2019/11/15
コラム
親が不動産などの資産を持っていると、親の死後に相続が発生します。
基本的に相続は権利を持つ方が譲り受けますが、ときに権利がなくなるケースがあります。
今回は、相続する権利があったのに相続できないケースとして、「相続欠格」と「相続人廃除」の違いについてご紹介します。
相続欠格とは、相続人が民法で定める以下の事由に該当した場合、将来の相続権を失うことをいいます。
(1)被相続人や、自分と同じ順位の相続権があるほかの相続人を故意に死亡させた(または死亡させようとした)
被相続人の遺産を、少しでも多く自分が有利に手に入れるために、被相続人や自分と同じ順位の相続権がある方を死亡させた、または死亡させようとして罪に問われた場合です。
なお、被相続人や自分と同じ順位の相続権のある方が介護が必要であると知りながら、食事を与えなかったり家に数日間置き去りにして外出したりする行為も該当します(保護責任者遺棄罪)。
(2)被相続人が殺害されたことを知りながら、告発や告訴をしなかった
万が一被相続人が殺害されたことを知ったら、相続人は犯人を告発または告訴しなければなりません。
しかし、犯人をかばって告発や告訴をしなかった場合は相続権を失います。
ただし、告発や告訴をするべき人物が小さい子どもの場合は除きます。
(3)被相続人の遺言書を、脅したりだましたりして遺言の取り消しや変更を妨害した
一度作成した遺言書は、被相続人の希望があれば内容を変更したり取り消したりすることができます。
しかし、そのことを知った相続人が被相続人を脅す、またはだますなどの行為を行なって遺言書の内容を変更することや取り消すことを妨害した場合は、相続欠格にあたります。
また、遺言書の内容を変える、もしくは取り消す意思がない被相続人に対して、自分にとって有利な内容に無理やり変更させたり取り消させたりすることもNGです。
(4)被相続人の遺言書を偽造・変更・破棄・隠ぺいした
被相続人の遺言書を発見した相続人が、自分が不利にならないように内容を偽造・変更したり、遺言書そのものを破棄・隠ぺいしたりすると相続権を失います。
上記のように、自分が有利に遺産を相続できるようにするために悪質な行為をはたらくと、相続権を失うのです。
なお、相続欠格がきっかけで失った相続人の権利は被相続人が生前に許さないかぎり、二度と回復することはありません。
相続人廃除は、被相続人が家庭裁判所に申し立てをすることで、相続人に相続の資格を失わせることができる制度です。

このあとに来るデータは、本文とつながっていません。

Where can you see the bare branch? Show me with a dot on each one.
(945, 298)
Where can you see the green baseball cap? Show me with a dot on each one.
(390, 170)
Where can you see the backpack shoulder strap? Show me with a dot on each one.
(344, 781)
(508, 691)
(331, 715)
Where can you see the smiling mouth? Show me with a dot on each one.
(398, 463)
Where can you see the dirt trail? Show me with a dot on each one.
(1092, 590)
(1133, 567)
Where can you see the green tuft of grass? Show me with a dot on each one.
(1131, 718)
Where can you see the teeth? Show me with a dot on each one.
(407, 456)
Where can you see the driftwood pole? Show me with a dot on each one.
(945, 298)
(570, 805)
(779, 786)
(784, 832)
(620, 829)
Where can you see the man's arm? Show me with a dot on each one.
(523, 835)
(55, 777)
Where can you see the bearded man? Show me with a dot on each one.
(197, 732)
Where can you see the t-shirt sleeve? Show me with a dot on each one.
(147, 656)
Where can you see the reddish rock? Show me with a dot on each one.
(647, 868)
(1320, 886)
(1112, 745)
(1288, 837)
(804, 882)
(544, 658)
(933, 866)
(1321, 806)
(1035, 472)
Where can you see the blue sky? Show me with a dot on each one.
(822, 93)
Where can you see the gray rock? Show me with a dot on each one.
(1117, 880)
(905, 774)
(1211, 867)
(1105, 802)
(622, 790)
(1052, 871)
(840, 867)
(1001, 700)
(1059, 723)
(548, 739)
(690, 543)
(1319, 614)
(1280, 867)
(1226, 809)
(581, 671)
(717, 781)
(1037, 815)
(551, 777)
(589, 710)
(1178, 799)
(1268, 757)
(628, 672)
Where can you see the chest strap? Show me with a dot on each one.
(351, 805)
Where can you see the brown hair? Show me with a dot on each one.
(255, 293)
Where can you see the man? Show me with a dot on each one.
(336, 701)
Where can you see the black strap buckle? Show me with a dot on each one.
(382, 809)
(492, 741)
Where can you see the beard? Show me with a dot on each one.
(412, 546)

被相続人の意思によって影響をうけることが、相続欠格との大きな違いです。
ただ、被相続人がその人物を嫌いだからといった安易な理由では、相続人の資格を失わせることはできません。
そのため、以下のような特定の行為をした者が相続人廃除の対象者となります。
(1)相続人が被相続人に対して心理的・身体的な暴力をふるった場合や、相当な屈辱を与えた場合
(2)相続欠格に該当する事由以外の重大な罪を犯して有罪判決を受けた場合
(3)浪費やギャンブルなどで被相続人に多額の借金を払わせたり、反社会団体への加入など問題行動を繰り返した場合
(4)財産目当ての結婚や養子縁組をした場合や、不倫などの不貞行為をはたらいた場合
上記のように、社会通念上、廃除されて当然とみなされる者が相続人廃除の対象となります。
しかしながら、二度と相続人の資格を回復できない相続欠格とは違い、相続人廃除は資格を回復できる場合があります。
被相続人が生前に相続人廃除の原因となった問題を許し、家庭裁判所へ廃除を取り消すために必要な手続きをすると、許された相続人は相続権を回復することができるのです。
相続人が相続権を失ってしまうには、よほどの原因がある場合です。
譲り受けるはずだった財産を、自らの過ちで権利を失ってしまわないようにご注意ください。